Firstly, video games should be announced at least a year or two in advance, but that is not when the marketing campaign should start. Films tend to be announced years ahead of release, Marvel have already announced the next 8 films they will release including ‘Captain Marvel’ which will not be released until 2019. Games companies could do this too, to inform fans and consumers of upcoming releases, instead of shrouding them in mystery until a grand reveal followed by a long marketing campaign.


Secondly, video games should not start their marketing campaigns until a few months before the release of the game. The longer the campaign, the more marketing materials used, the greater the expectations and so the more likely consumers will be disappointed. Films normally advertise a month or so before their release, why do video games need to start over a year before the release? A marketing campaign can be done effectively in a shorter period of time. Moreover, this would stop marketing campaigns of games from overlapping.

Finally, only use footage from the game itself. To use footage that is not from the game is misleading to consumers, even if the trailer states that the footage is not gameplay. Not only is it not consumer friendly, it goes against the wishes of gamers who desire actual gameplay. Although film trailers are often criticised for using the best clips of the film, at least the footage used is from the film.

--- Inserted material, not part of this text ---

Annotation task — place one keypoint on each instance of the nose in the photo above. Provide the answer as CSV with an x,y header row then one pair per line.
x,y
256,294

Marketing in the videogames industry has started to become more prevalent within mainstream media such as television adverts. This is good as it helps to fight against claims that videogames are for children, and reinforces videogames' claim as a legitimate form of media that adults can engage in. However, the marketing techniques employed are becoming increasingly consumer unfriendly. In order to maintain the trust in the games industry by customers, publishers need to change their methods quickly or face a decline in pre-orders and possibly sales.